Il résulte d’un abandon progressif par le ministère de ses missions, externalisées vers des opérateurs de plus en plus autonomes, sous le contrôle d’une tutelle de plus en plus absente. La juxtaposition de ces politiques culturelles ne fait pas une politique nationale.
Longtemps, les actions du ministère de la culture ont eu un effet d’entraînement sur celles des collectivités. Or les Drac ont de moins en moins de moyens ; les collectivités ont de plus en plus de mal à soutenir seules leurs politiques culturelles. Ce double désinvestissement menace un réseau d’institutions très fragilisées.

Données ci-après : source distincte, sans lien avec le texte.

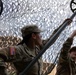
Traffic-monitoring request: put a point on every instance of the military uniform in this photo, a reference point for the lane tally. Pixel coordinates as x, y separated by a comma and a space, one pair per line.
21, 55
65, 65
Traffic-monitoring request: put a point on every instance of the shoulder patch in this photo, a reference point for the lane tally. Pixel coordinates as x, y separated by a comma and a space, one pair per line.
12, 50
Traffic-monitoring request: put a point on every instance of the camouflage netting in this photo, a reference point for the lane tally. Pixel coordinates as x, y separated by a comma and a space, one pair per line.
47, 14
6, 41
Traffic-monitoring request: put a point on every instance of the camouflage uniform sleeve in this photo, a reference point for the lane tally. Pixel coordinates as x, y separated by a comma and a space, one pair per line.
64, 50
63, 58
8, 53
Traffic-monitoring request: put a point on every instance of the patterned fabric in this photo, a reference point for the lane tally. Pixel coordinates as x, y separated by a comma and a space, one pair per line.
65, 65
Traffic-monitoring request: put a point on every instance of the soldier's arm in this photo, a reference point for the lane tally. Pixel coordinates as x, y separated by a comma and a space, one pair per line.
66, 47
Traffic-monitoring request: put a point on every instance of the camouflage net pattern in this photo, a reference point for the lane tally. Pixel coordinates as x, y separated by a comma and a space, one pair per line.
6, 41
46, 14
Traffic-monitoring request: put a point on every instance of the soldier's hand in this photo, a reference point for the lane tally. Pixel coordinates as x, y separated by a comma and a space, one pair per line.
68, 20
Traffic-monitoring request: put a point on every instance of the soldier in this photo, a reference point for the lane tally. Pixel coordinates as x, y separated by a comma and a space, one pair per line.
67, 59
23, 53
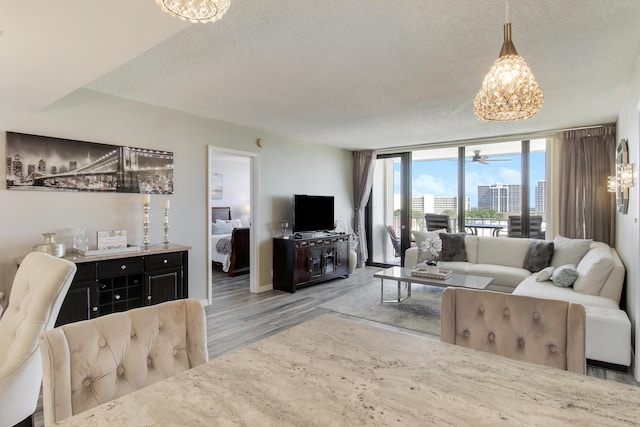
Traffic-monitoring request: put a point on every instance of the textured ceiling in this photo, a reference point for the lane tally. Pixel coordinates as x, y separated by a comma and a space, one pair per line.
352, 73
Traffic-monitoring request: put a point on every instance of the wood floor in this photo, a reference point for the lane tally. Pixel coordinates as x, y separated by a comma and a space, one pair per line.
237, 317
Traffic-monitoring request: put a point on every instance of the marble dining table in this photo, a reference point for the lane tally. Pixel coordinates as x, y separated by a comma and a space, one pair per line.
336, 371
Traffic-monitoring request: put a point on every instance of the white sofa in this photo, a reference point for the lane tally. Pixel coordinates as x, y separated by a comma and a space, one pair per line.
608, 327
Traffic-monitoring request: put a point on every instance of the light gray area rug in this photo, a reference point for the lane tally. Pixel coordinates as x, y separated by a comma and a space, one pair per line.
420, 313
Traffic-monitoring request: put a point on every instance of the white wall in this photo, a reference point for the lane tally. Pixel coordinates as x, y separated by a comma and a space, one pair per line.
627, 230
287, 166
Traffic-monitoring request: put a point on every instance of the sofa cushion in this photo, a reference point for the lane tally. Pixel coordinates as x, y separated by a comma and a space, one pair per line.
547, 290
538, 256
544, 274
502, 275
569, 251
502, 251
564, 276
593, 270
453, 247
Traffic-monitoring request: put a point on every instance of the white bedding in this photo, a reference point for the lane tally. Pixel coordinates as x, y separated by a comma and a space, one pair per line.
224, 259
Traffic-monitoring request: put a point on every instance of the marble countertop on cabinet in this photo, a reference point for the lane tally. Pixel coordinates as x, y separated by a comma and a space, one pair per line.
144, 250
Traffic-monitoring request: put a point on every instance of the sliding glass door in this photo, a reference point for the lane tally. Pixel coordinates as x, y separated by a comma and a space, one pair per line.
388, 213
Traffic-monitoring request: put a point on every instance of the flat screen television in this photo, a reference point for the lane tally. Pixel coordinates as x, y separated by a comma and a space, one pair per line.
312, 213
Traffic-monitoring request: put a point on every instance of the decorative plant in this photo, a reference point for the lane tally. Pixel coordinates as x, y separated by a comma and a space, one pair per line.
432, 247
342, 227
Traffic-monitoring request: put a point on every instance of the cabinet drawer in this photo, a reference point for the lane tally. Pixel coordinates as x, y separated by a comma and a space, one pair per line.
121, 266
162, 261
87, 271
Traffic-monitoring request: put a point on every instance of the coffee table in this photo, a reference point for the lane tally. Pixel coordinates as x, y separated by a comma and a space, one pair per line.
403, 274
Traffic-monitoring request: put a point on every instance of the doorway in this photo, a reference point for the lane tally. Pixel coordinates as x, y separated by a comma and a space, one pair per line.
232, 181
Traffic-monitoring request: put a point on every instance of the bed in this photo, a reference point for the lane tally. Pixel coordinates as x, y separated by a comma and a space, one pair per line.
230, 250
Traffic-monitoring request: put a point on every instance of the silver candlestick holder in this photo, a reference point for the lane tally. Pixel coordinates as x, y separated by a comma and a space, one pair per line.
145, 224
165, 226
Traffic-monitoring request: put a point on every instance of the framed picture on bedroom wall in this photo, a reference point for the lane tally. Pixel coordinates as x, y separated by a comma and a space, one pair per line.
216, 186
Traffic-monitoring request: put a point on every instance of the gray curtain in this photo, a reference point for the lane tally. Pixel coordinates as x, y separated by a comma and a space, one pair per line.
587, 209
363, 165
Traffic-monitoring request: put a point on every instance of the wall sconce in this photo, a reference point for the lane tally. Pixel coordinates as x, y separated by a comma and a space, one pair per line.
625, 175
612, 184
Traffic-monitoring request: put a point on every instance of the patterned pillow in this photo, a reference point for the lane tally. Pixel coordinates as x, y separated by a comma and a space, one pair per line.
564, 276
453, 247
538, 256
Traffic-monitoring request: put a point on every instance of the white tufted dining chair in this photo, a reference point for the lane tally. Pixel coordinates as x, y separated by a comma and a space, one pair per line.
37, 292
94, 361
542, 331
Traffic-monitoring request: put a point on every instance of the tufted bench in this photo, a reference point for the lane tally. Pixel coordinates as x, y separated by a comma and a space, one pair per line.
541, 331
94, 361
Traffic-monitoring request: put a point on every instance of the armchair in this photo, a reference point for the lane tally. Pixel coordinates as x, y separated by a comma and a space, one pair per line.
38, 289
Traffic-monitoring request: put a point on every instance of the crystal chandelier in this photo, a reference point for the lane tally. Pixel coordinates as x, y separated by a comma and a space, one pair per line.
195, 10
509, 91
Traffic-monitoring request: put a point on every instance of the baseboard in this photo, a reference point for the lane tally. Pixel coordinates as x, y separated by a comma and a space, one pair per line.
610, 366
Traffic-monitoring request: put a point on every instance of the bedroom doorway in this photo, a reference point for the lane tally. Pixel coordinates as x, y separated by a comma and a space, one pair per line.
232, 210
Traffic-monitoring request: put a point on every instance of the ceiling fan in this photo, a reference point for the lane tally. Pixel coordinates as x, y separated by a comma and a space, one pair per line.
484, 159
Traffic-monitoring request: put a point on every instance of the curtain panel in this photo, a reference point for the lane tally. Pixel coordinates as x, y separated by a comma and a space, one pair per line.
363, 165
587, 209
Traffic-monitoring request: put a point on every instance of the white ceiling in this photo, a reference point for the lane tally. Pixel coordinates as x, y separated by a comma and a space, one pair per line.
349, 73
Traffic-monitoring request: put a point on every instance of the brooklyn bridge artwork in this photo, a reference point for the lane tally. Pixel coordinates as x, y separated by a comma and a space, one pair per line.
45, 163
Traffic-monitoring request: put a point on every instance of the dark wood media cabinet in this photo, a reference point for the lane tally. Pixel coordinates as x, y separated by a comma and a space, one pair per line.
305, 262
106, 284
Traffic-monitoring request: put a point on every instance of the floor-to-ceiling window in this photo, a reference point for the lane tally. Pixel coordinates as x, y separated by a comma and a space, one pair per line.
491, 189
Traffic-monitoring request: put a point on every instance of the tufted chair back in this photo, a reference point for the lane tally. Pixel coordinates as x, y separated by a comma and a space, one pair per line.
37, 292
94, 361
542, 331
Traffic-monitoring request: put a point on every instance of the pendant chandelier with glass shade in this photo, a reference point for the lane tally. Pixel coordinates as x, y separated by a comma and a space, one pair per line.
509, 91
195, 10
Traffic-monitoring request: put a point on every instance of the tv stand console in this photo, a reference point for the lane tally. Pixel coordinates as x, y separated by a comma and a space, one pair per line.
308, 261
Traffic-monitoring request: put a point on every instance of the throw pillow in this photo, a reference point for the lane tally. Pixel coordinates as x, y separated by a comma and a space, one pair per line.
593, 271
569, 251
453, 247
221, 228
564, 276
544, 274
538, 256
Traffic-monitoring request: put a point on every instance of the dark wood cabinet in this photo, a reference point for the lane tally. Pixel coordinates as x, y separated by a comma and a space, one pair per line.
304, 262
119, 283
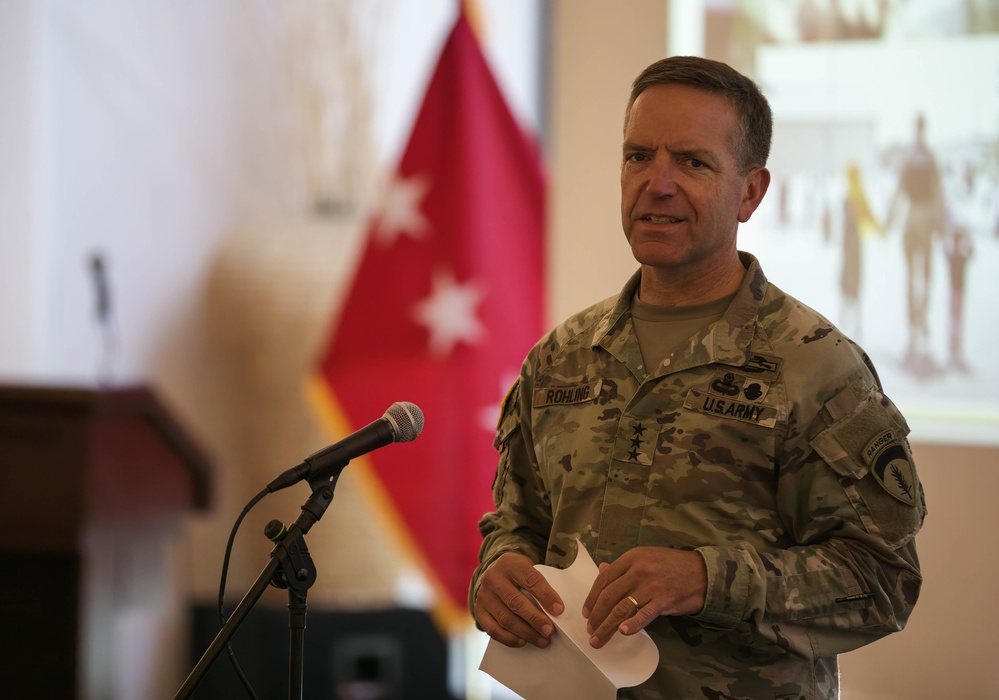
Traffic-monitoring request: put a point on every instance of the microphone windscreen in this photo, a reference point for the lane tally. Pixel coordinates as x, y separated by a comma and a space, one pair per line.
406, 420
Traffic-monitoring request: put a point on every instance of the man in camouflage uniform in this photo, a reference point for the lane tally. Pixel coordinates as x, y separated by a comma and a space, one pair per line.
722, 451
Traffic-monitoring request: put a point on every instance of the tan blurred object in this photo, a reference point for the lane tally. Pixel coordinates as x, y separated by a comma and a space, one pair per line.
272, 292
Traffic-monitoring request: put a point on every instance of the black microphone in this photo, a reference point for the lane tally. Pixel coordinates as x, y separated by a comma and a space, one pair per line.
402, 422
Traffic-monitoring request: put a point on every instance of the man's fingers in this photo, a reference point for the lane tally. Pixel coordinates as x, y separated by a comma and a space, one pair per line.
505, 609
542, 591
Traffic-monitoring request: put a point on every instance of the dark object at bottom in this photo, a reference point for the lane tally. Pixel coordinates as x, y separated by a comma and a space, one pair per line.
395, 654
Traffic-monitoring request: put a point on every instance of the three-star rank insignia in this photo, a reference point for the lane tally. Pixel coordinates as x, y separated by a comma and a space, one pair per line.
635, 442
891, 465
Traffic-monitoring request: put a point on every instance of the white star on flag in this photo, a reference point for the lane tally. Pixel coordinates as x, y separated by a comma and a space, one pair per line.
400, 210
449, 313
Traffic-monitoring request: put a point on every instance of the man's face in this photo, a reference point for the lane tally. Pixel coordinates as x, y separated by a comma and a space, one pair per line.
682, 195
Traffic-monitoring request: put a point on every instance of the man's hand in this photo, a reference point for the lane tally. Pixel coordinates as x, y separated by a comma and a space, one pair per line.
641, 585
506, 612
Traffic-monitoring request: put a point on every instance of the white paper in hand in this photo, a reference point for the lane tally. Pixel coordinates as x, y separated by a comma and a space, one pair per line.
569, 667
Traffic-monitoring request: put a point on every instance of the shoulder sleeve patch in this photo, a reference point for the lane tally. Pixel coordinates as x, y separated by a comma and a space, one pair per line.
864, 433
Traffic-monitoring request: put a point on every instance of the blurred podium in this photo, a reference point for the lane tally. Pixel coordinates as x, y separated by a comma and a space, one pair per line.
94, 485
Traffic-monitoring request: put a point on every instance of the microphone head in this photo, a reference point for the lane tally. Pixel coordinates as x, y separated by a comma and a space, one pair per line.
406, 420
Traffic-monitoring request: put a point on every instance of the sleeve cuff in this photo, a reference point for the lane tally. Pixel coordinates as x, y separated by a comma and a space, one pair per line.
732, 578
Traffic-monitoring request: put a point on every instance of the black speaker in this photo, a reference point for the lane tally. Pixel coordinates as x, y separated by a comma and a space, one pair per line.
393, 654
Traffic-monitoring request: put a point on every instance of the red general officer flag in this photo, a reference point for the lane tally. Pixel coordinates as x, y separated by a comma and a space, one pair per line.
446, 302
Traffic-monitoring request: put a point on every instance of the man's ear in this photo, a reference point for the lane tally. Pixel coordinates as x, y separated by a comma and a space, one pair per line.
754, 187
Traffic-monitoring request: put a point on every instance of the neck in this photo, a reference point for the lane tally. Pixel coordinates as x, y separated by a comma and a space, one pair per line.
676, 287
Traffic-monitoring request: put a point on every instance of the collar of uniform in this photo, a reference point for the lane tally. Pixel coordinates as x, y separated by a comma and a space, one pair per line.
732, 335
729, 338
621, 308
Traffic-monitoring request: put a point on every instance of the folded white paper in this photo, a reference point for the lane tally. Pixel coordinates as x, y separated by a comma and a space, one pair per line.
569, 667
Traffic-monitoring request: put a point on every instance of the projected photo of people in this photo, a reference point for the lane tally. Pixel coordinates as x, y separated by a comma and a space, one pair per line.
884, 210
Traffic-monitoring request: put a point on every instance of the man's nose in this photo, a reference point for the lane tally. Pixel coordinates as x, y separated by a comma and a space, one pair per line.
662, 178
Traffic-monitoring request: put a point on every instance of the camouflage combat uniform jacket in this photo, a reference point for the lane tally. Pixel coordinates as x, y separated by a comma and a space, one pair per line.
765, 444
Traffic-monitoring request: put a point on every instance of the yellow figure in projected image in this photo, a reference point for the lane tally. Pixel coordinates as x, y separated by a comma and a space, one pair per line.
859, 223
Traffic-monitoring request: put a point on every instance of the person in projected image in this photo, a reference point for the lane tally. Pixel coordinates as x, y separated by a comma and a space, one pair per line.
859, 223
920, 190
723, 452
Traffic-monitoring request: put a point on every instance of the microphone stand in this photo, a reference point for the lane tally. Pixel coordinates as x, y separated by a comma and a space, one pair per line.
290, 566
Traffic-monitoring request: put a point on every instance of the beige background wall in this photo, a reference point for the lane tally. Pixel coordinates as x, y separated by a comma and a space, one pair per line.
946, 651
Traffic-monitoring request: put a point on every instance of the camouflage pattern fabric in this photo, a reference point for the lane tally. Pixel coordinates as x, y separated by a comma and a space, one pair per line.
765, 444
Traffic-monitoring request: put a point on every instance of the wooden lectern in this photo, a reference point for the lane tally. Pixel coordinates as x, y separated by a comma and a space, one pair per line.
91, 482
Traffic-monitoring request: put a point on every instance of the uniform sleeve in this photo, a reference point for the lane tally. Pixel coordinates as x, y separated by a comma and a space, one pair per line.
522, 520
850, 497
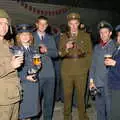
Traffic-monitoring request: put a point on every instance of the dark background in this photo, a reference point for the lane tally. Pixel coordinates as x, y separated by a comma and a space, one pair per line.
112, 5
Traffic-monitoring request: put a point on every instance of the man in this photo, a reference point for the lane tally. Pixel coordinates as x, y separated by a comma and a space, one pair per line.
98, 71
75, 49
46, 46
114, 78
9, 85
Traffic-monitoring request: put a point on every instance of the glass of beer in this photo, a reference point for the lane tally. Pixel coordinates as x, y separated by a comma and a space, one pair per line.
36, 59
18, 53
107, 56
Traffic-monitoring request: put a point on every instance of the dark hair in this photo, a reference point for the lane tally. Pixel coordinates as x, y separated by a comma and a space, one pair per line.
42, 18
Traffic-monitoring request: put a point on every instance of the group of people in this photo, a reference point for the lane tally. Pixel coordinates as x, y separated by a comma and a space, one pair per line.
104, 73
27, 72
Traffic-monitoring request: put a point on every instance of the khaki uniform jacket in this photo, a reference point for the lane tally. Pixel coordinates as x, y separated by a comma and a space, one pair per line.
84, 49
9, 83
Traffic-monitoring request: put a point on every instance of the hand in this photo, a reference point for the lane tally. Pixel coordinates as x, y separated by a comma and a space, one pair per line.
17, 61
91, 85
43, 49
109, 62
69, 45
31, 78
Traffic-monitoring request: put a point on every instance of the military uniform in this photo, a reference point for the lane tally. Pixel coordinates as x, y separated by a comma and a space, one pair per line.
74, 68
9, 83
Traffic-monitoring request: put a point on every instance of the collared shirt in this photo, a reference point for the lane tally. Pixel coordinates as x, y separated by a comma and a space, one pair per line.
41, 35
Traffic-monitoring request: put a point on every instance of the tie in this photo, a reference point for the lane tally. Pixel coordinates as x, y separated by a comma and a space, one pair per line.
116, 51
42, 38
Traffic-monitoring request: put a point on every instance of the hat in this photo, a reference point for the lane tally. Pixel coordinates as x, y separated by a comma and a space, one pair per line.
24, 28
117, 28
72, 16
3, 14
104, 24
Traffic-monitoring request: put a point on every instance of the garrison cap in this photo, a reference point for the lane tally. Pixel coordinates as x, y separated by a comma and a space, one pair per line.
72, 16
24, 28
105, 24
4, 14
117, 28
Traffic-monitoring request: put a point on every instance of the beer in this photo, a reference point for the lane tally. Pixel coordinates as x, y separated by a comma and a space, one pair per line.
18, 53
36, 59
107, 56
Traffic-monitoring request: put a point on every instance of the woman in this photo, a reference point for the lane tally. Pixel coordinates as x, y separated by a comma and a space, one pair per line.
114, 78
27, 72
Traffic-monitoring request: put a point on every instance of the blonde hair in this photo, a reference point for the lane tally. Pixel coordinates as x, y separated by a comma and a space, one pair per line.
18, 41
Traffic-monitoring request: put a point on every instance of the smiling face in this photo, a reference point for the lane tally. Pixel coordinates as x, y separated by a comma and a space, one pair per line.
24, 38
3, 27
41, 25
73, 25
105, 34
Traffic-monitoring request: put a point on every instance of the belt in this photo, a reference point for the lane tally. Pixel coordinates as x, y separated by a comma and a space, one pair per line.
74, 56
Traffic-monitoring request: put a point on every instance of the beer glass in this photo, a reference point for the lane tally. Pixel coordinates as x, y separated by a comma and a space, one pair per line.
36, 59
107, 56
18, 53
32, 71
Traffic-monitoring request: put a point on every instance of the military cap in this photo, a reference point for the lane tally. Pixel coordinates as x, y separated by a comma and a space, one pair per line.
105, 24
72, 16
3, 14
117, 28
24, 28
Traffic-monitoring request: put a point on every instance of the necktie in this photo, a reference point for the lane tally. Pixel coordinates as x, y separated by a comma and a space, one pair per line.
42, 38
116, 51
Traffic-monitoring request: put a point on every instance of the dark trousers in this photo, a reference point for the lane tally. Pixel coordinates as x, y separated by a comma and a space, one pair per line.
103, 104
47, 87
115, 105
69, 83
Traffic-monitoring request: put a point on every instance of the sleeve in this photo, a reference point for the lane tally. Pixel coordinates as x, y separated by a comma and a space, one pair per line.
93, 66
116, 69
88, 51
52, 50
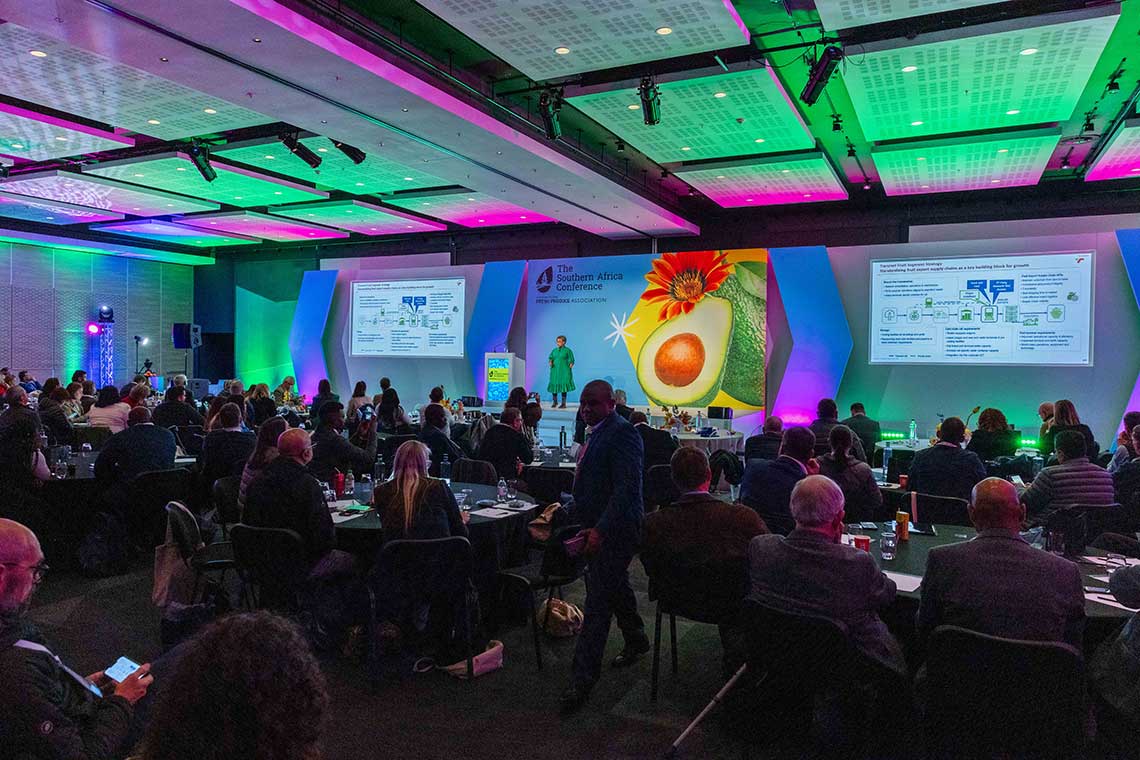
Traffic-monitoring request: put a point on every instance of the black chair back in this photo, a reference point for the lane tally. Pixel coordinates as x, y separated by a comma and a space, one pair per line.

Pourtant, des sommes importantes ont été investies.
Le pass Culture a reçu 1 milliard d’euros depuis 2019. Pourquoi ne pas être passé par les Drac ? Sur l’arbre des politiques culturelles nationales, ce greffon élyséen n’a jamais pris. Je voterai la suppression de sa part individuelle proposée par la commission des finances.
Ce dispositif est symptomatique d’une vision idéologique des politiques d’accès à la culture, qui rompt avec les missions historiques du ministère. André Malraux avait conçu les maisons de la culture comme un instrument d’éducation vers des pratiques culturelles nouvelles. La culture était pour lui un instrument d’émancipation, une pratique qui bouleverse et émerveille. À rebours, le pass Culture s’adresse à des consommateurs qui, en fonction de leur capital acquis, achètent des produits aux machines à rêves.
Malraux prophétisait un conflit entre les grands moyens de communication des masses au service des instincts, et des moyens d’expression transmis par les siècles, à léguer à nos successeurs. Il estimait que la culture était devenue l’autodéfense de la collectivité, source de création et héritage de la noblesse du monde. Ce dialogue constant entre le patrimoine continûment réinterprété et les oeuvres de création constituait pour lui la spécificité de son ministère.
Or cet équilibre est rompu par la baisse drastique des moyens du patrimoine, alors que les besoins des musées, des bibliothèques et des monuments historiques sont immenses. Le Louvre, la Bibliothèque nationale de France (BNF) sont victimes de leur gigantisme et exigent des investissements massifs pour continuer à recevoir un nombre de visiteurs bien supérieur à celui pour lequel ils ont été conçus.
À côté, le chantier de la préservation du patrimoine non classé, notamment religieux, est à l’arrêt. Le financement des CAUE a été amputé de 1,5 milliard d’euros. Plusieurs d’entre eux vont disparaître. Pour les collectivités, cette défaillance de l’État est le prodrome de son désengagement pour le patrimoine qui ne lui appartient pas.
Les missions du ministère de la culture ont besoin d’être repensées, et non uniformément amputées.